The hour or so a week we commit to these activities is more than repaid by the benefits we reap in the classroom.
More than this, teachers are better at running activities than outside providers. With the possible exceptions of niche interests where teachers may lack experience, simply by knowing our students, and by virtue of the fact that facilitating learning is what we do, we are better at delivering such activities.
Nevertheless, it is important that teachers run clubs that they themselves find interesting. What does not work is a head sensing there is a need for dance provision and pressurising a teacher with neither the slightest interest in, nor skills to deliver, the said activity.
How Should a School Decide What to Offer?
Schools need to consider what skills are available in their community. Beyond that, it does not really matter what is offered, provided there is good variety for all.
I read recently in the Guardian a letter from a Head putting forward his view regarding activities. His was a ‘healthily competitive’ school (presumably, though, not particularly healthy for the non-competitive students who prefer to collaborate rather than compete) which offered everything from team sports to, uhh, heptathlon and darts. He had a ‘healthily competitive’ House System (although, presumably, those students who find the whole chest thumping element of these hierarchy definers unpleasant might employ alternative adjectives). And his first job as Head had been to appoint an activities coordinator who was also director of sport. So, pretty easy to work out where the priorities would lay there.
(It is perhaps no surprise to learn that a quick google search identified this Head as the man in charge of a traditional independent school.)
It really is a common and easily adopted fault to equate ‘extracurricular’ with sport (plus maybe the odd bit of music, and if we are lucky, drama). That is not to say that many students do not love sport, and it should feature as a major part of any extra curricular programme, but it is not everything.

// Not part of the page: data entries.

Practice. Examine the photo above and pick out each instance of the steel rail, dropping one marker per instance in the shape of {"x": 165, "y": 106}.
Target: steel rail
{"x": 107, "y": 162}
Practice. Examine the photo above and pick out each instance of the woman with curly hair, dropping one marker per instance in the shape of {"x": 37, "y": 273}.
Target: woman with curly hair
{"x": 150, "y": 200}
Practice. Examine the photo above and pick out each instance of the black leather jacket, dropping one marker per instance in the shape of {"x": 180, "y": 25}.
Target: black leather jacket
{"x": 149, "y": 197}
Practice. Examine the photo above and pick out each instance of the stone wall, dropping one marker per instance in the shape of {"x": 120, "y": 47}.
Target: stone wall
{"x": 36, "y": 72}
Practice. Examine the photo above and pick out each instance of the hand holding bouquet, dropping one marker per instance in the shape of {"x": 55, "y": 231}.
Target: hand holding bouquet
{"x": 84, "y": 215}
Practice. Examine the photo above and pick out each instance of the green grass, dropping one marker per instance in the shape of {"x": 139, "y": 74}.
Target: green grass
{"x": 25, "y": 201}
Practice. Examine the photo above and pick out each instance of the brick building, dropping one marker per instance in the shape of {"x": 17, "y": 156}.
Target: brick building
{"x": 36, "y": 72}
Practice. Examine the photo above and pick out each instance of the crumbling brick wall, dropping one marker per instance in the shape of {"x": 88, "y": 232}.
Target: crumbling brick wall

Primarily, surely, we run clubs to enhance the progress of our students. To develop those ‘softer’ elements of learning, such as self-esteem, collaboration, trust. Therefore, the activities we offer must attract the widest range of students possible. And not exclude those whose interests are alternative.
The Best Options?
The more clubs a school can offer, therefore, the better. The more organised the programme is, the less friction is caused and the less stress on students. Some clubs will be for ‘performance’, some for pure fun. (Although, all should be enjoyable.) However hard she tries, a teacher cannot direct a play if her cast are constantly at extra netball, or rugby practice. Therefore, to facilitate the best for the students, where a school runs a lot of activities, a priority system is effective. It reduces the need for students to make choices between competing activities.
Bearing the above in mind, here are my top five extra-curricular activities a school can offer to benefit its students (I make no apologies for any lack of specifics):
Running a hockey team, a tennis team, football and rugby sides is brilliant; putting on plays superb; concerts are hugely uplifting for the performers. All of these are excellent offerings a school could (maybe even should) make.
But I think the finest club I ever saw was run by a teacher who had been approached by a small group of quiet, diverse students. They wanted the chance to do some beading. The teacher agreed. I remember watching in awe as this expert in her trade sat, four students around her, all engaged in lively conversation, all having fun, the students chatting away in a manner they would never do in the classroom.
It was a totally uplifting moment. A reason why we offer clubs. A reason why we teach.